Personal information
- Born: 5 July 1847 Dublin, Ireland
- Died: 16 November 1931 (aged 84) Rathmines, Dublin, Ireland

Sport
- Sport: Sports shooting

Medal record
Men's shooting
Representing United Kingdom
Olympic Games
| Gold medal – first place | 1908 London | 1000 yard rifle |

= Joshua Millner =

Irish sport shooter (1847–1931)

Joshua Kearney Millner (5 July 1847 - 16 November 1931), also referred to as Jerry Millner, was an Irish shooter who represented Great Britain and Ireland at the 1908 Summer Olympics. He won a gold medal in the Free rifle at 1000 yards. At the time, he was 61 years and 4 days old, making him one of the oldest gold medalists ever. He also finished 9th in the single-shot running deer event and 15th in the double-shot running deer event.

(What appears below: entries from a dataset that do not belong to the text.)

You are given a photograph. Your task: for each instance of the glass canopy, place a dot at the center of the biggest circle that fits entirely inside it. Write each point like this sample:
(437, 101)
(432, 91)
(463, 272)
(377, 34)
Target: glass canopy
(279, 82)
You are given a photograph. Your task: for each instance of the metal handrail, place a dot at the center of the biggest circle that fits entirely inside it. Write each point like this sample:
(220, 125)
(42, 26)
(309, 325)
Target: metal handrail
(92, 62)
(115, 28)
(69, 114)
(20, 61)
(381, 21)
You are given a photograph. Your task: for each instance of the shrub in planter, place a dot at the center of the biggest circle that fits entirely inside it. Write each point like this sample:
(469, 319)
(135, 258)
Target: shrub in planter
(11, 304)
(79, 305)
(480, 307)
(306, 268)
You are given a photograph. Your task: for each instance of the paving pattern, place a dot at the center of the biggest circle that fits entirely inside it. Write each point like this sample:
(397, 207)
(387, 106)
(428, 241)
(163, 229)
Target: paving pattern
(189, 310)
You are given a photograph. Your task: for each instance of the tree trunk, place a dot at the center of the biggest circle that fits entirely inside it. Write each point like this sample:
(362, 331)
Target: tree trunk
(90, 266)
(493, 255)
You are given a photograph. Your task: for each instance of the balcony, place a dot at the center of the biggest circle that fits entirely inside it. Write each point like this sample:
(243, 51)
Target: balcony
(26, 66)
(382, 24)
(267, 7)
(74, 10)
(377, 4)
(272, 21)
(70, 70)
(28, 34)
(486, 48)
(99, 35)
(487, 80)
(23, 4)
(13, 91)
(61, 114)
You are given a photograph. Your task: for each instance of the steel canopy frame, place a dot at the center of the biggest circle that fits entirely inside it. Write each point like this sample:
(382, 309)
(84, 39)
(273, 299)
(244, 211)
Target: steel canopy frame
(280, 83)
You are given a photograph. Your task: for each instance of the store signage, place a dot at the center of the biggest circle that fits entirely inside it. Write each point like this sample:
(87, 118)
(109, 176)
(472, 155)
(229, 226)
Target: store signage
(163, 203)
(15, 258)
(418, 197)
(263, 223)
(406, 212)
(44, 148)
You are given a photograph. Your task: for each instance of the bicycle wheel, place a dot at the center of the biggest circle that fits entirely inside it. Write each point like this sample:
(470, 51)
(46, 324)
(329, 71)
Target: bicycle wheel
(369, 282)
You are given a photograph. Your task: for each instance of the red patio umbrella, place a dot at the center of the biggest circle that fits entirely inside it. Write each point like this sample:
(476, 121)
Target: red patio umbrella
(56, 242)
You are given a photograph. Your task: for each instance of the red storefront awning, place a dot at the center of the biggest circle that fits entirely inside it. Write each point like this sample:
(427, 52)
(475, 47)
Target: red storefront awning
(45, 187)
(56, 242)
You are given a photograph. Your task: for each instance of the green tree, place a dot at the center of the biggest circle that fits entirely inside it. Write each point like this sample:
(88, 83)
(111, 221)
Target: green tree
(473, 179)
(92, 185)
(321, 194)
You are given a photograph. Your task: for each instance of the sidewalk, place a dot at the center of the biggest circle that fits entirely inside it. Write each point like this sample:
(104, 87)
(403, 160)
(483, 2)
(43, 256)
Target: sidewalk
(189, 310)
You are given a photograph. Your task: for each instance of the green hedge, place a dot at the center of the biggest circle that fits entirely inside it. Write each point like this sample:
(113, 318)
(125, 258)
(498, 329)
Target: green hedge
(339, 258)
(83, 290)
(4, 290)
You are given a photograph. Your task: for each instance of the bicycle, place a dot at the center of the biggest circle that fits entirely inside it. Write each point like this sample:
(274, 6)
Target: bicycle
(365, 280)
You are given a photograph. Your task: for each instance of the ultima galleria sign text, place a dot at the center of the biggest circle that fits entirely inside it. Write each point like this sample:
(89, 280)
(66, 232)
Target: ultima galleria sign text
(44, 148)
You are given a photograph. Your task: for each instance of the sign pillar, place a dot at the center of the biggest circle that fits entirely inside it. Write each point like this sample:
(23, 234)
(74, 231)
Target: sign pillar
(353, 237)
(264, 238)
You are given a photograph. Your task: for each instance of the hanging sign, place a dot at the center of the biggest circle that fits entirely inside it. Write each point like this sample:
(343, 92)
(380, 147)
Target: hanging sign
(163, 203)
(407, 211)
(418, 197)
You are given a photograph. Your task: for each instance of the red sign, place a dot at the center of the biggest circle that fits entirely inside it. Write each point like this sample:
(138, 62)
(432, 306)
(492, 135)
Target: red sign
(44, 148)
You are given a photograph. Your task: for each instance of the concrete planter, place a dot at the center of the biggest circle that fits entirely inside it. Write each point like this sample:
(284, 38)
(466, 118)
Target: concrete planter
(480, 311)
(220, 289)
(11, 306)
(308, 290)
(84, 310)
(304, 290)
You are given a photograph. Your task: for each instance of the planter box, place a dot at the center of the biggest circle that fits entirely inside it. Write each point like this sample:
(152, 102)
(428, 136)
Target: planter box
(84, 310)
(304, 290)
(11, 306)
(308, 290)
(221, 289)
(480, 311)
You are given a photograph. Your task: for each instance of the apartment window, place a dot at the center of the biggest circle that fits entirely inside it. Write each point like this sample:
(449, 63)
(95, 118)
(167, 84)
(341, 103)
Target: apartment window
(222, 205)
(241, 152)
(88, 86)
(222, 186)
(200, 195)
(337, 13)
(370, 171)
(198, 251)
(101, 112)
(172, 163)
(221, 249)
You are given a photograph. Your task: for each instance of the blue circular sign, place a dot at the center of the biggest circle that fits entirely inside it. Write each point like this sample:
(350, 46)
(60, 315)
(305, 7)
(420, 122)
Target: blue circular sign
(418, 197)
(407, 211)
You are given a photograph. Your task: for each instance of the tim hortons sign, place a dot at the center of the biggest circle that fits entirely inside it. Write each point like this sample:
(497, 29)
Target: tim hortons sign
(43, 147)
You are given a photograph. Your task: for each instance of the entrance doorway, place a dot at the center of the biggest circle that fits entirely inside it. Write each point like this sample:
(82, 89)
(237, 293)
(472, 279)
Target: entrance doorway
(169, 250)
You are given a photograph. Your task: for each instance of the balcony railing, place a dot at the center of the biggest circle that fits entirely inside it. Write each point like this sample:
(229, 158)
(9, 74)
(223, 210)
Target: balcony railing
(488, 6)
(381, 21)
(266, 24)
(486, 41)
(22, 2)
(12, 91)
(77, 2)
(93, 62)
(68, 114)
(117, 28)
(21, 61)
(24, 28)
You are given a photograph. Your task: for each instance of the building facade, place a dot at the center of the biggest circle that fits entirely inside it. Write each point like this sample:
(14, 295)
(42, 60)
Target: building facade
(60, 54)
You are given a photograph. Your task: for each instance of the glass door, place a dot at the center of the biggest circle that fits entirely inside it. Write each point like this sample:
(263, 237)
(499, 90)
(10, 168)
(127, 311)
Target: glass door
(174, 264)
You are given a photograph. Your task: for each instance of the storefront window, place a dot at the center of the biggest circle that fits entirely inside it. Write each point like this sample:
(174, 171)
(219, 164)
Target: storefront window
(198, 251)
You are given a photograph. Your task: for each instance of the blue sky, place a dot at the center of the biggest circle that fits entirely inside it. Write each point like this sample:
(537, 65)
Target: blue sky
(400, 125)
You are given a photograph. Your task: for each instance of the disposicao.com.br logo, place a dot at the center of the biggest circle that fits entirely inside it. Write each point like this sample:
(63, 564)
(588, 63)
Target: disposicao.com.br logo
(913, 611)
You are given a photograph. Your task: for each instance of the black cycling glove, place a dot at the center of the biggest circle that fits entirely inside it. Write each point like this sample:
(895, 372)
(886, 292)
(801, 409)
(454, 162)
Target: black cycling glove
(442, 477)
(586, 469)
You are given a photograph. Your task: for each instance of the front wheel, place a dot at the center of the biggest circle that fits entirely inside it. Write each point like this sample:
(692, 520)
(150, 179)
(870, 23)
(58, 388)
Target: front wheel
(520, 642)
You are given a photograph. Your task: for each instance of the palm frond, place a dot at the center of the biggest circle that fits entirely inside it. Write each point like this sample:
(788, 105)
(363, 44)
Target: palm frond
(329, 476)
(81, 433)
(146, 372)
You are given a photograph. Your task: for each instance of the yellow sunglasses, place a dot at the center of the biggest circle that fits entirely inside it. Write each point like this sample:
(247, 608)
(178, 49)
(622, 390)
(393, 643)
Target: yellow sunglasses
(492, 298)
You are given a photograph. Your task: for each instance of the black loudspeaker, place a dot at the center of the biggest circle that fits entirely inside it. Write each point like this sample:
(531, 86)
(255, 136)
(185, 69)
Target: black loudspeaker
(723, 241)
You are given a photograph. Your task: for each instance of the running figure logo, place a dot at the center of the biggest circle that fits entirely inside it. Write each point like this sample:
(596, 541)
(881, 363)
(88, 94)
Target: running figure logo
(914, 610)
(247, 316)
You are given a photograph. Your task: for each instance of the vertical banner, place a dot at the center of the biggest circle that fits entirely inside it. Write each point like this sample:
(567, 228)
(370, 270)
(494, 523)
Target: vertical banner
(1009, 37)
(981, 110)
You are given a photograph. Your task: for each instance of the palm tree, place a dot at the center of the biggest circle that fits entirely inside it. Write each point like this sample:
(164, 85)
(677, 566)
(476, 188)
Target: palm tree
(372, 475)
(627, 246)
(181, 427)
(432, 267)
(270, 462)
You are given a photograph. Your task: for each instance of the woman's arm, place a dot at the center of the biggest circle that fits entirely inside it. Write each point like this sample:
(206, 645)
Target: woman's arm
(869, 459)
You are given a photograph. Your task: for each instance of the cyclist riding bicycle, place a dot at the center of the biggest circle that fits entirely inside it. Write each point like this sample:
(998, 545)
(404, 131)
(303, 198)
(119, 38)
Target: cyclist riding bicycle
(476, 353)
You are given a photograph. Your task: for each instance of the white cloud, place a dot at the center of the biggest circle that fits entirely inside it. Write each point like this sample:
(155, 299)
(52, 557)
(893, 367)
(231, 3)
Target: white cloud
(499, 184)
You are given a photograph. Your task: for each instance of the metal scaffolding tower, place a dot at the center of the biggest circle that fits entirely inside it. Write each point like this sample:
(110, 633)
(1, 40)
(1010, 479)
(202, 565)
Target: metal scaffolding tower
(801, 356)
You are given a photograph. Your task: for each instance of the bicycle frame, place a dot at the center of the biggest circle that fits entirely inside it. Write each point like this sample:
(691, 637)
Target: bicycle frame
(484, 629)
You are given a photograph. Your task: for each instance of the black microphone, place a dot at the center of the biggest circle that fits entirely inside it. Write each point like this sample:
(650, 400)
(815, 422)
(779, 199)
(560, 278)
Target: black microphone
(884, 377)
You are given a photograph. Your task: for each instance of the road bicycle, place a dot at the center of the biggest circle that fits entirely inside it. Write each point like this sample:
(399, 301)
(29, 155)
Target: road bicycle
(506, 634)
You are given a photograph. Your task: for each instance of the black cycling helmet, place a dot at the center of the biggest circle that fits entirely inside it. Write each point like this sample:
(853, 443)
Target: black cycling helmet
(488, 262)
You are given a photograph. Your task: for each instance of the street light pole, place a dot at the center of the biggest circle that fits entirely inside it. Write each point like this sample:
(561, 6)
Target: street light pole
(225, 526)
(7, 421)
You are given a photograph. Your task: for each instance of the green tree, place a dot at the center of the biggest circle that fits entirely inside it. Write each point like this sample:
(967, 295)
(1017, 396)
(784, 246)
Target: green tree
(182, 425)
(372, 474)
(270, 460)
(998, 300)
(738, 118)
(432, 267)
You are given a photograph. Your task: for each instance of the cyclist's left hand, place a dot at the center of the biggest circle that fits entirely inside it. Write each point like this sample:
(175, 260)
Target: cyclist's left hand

Miller was an officer in the 8th (Militia) Battalion of the King's Royal Rifle Corps, formerly the Carlow Rifles. He was appointed a captain on 18 August 1888, was promoted to major in early 1902, and received the honorary rank of lieutenant-colonel on 23 August 1902. Only two months later, he received the substantive rank of lieutenant-colonel as he was appointed in command of the battalion on 5 November 1902.